En attendant la politique culturelle

Certaines institutions, comme le Musée d’art contemporain de Montréal, reçoivent une aide financière supplémentaire pour leur développement et leur rayonnement.
Photo: Olivier Zuida Le Devoir Certaines institutions, comme le Musée d’art contemporain de Montréal, reçoivent une aide financière supplémentaire pour leur développement et leur rayonnement.

L’étude des crédits accordés à la culture dans le budget 2018-2019 par le gouvernement Couillard a dévoilé plusieurs zones d’ombres, lundi. Si le budget culturel est important — c’est le plus gros depuis 20 ans —, et marqué par une hausse de 11 % des dépenses du programme du ministère de la Culture, ce qui le hisse à 778,3 millions de dollars, il reste qu’une portion importante des crédits n’a pu être précisée. Sur le montant de 509 millions prévu pour déployer la prochaine politique culturelle, 108,6 millions restent indéfinis, classés à la rubrique « autres mesures de la politique culturelle ». Il faudra attendre le dévoilement de ladite politique pour que l’orientation précise de ces argents sonnants soit divulguée.

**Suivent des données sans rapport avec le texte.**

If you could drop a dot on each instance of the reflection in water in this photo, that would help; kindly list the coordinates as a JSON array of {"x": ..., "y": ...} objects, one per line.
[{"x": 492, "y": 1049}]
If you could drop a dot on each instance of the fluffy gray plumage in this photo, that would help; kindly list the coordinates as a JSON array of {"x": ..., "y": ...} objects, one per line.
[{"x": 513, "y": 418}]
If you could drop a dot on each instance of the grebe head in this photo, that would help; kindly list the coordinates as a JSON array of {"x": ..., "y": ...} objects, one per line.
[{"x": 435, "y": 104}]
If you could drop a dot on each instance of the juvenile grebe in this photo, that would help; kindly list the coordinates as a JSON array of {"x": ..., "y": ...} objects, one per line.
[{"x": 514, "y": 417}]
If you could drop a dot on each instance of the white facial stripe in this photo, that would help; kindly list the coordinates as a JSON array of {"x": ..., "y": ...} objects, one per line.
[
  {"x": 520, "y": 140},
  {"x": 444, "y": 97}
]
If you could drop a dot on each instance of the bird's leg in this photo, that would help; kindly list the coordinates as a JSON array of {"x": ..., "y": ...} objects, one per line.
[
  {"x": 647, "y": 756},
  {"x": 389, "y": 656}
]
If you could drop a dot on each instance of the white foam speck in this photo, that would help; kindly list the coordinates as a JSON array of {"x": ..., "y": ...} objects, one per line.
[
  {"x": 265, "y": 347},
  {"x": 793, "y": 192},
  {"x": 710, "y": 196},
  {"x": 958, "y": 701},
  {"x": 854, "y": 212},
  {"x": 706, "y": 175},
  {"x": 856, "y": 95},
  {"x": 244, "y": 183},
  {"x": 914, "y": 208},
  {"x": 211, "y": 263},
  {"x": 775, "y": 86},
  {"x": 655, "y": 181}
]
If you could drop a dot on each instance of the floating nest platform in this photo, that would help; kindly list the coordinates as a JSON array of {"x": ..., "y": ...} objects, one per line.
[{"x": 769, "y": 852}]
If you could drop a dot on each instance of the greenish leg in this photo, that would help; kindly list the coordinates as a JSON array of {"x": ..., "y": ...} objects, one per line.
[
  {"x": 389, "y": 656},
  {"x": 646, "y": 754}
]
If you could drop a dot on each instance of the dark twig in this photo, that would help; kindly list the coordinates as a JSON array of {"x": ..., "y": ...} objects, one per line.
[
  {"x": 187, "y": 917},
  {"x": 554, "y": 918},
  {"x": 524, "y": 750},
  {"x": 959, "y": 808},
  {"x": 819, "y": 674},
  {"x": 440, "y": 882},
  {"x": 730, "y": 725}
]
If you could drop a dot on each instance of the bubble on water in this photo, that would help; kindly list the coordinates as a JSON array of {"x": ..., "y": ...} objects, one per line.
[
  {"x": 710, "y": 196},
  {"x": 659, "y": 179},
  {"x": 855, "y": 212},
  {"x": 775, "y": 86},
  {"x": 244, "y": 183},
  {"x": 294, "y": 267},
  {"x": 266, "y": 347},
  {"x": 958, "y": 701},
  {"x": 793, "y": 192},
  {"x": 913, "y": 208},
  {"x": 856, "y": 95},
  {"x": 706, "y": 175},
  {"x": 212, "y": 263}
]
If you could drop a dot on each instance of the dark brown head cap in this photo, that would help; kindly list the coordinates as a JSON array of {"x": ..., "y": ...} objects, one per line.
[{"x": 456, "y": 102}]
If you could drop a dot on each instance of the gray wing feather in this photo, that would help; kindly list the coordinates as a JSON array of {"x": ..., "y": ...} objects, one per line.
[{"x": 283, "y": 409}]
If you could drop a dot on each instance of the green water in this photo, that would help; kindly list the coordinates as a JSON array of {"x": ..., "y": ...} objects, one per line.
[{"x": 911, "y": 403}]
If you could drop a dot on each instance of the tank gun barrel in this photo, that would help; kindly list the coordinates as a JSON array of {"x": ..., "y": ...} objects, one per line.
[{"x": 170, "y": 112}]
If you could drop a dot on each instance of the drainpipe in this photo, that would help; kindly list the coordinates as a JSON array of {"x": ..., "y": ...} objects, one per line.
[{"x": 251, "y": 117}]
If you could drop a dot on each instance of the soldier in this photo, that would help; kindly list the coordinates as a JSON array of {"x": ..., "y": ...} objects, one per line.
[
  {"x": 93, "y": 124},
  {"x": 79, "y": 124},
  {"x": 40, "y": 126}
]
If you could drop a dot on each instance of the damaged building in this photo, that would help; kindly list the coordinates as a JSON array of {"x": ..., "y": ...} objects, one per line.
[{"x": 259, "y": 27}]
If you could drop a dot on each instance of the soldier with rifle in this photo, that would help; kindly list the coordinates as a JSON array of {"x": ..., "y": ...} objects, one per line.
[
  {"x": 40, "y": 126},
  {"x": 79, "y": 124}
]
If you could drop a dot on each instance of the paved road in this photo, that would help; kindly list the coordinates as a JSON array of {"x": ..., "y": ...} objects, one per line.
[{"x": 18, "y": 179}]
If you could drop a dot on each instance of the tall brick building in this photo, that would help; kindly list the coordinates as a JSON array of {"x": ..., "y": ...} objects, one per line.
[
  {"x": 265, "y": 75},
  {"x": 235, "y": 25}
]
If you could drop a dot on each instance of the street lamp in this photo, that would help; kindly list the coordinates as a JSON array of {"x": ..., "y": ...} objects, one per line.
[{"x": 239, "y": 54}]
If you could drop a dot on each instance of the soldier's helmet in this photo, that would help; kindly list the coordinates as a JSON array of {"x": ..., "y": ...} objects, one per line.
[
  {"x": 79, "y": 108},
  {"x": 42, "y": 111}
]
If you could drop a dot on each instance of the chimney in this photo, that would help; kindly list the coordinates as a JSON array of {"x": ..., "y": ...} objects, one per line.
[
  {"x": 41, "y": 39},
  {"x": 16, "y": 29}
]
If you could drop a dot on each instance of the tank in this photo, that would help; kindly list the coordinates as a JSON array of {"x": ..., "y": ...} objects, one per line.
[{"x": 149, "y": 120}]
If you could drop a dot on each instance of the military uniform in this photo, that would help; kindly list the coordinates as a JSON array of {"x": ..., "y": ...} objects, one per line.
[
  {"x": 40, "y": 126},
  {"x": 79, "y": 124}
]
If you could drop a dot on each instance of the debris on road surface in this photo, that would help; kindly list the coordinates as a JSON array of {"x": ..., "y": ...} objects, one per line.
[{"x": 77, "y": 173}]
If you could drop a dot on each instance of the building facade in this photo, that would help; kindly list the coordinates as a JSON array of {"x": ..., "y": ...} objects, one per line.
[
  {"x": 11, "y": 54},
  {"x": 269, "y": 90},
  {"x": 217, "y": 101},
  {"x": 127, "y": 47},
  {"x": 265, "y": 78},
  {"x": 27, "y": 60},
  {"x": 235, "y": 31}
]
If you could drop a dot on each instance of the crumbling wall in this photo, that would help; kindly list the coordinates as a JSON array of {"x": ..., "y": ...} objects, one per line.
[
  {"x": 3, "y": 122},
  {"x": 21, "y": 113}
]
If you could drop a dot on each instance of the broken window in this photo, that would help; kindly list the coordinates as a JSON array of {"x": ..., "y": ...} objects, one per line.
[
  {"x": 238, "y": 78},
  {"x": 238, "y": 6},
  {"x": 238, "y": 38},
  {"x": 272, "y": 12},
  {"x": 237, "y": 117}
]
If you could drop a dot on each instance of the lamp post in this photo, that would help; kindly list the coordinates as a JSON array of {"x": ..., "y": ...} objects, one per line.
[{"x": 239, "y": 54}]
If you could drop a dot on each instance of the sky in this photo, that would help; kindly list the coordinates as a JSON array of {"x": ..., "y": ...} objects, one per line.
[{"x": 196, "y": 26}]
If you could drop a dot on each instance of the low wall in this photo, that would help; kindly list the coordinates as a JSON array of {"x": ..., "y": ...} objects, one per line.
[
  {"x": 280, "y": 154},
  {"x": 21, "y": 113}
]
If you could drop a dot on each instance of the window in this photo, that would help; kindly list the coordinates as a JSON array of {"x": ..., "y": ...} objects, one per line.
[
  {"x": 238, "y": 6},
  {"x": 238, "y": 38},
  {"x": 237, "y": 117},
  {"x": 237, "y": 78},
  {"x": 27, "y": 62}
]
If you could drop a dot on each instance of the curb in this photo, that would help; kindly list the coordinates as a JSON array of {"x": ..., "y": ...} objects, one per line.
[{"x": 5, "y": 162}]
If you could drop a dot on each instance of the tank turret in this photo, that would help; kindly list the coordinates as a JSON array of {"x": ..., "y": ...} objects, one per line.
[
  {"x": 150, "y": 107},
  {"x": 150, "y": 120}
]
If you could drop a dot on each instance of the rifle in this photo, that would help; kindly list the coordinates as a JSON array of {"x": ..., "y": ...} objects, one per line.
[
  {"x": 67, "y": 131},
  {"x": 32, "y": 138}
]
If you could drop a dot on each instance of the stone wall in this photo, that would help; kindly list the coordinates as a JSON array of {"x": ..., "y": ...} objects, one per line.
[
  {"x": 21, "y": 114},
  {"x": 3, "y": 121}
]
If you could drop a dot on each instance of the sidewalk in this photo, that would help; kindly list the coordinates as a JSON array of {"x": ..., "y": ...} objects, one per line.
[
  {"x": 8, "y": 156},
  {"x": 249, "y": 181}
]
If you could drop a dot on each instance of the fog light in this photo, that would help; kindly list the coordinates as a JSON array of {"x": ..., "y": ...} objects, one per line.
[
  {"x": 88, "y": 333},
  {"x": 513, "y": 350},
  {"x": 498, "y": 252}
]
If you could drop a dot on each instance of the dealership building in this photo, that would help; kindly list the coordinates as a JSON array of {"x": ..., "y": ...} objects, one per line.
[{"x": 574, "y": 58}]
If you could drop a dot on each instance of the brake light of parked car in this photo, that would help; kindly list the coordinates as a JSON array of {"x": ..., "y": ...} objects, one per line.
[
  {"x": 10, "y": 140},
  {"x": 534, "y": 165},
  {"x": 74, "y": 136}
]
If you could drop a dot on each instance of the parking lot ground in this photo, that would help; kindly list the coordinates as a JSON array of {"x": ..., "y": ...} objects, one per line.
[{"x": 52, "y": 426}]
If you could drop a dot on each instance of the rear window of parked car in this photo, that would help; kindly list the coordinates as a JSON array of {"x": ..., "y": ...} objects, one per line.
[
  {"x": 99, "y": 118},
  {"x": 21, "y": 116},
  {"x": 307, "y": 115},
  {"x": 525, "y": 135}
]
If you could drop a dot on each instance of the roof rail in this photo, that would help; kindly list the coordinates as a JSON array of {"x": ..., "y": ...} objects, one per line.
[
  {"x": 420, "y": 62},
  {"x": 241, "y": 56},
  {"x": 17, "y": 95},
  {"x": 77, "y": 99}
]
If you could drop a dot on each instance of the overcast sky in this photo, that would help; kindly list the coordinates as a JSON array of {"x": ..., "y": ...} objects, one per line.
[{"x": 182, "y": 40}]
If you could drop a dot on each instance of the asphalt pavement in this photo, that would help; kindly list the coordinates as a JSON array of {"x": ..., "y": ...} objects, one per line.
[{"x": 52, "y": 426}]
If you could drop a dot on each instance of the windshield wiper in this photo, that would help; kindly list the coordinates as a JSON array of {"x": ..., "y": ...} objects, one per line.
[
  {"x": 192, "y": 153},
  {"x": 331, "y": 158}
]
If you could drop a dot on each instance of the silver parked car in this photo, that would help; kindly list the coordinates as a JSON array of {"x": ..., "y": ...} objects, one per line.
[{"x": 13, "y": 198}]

La porte-parole officielle de l’opposition, en remplacement, Agnès Maltais, a souligné d’entrée de jeu sa réticence à voter des crédits « à l’aveugle », soulignant ce qui semble être une stratégie voulant « garder l’information pour puncher » à la veille des élections et du dévoilement de la politique culturelle. Claire Samson, pour la Coalition avenir Québec, a renchéri : « Force est de constater qu’on vote sans savoir ce qui va se passer, ce qui est excessivement frustrant après quatre ans de consultation et trois ministres. On se ramasse encore avec trop peu d’informations. »

778,3 millions
Le montant du budget culturel 2018-2019

Le Plan économique du Québec de mars prévoit des montants additionnels de 508,9 millions jusqu’en 2023 pour mettre, entre autres, en oeuvre la politique culturelle. On y trouve 113 millions « pour rapprocher la culture des jeunes et de la collectivité », avec entre autres 7 millions pour les sorties culturelles des élèves en service de garde en milieu scolaire, et 35 millions en soutien précis « à l’action sociale et éducative des institutions culturelles » pour « renforcer leur action auprès des jeunes et de la communauté ». En bénéficient les musées McCord et Stewart (11 millions), le Musée des beaux-arts de Montréal (10 millions), les orchestres symphoniques de Montréal et de Québec (7,5 et 3 millions), l’Orchestre Métropolitain (2,5 millions) et l’École nationale de cirque (1 million).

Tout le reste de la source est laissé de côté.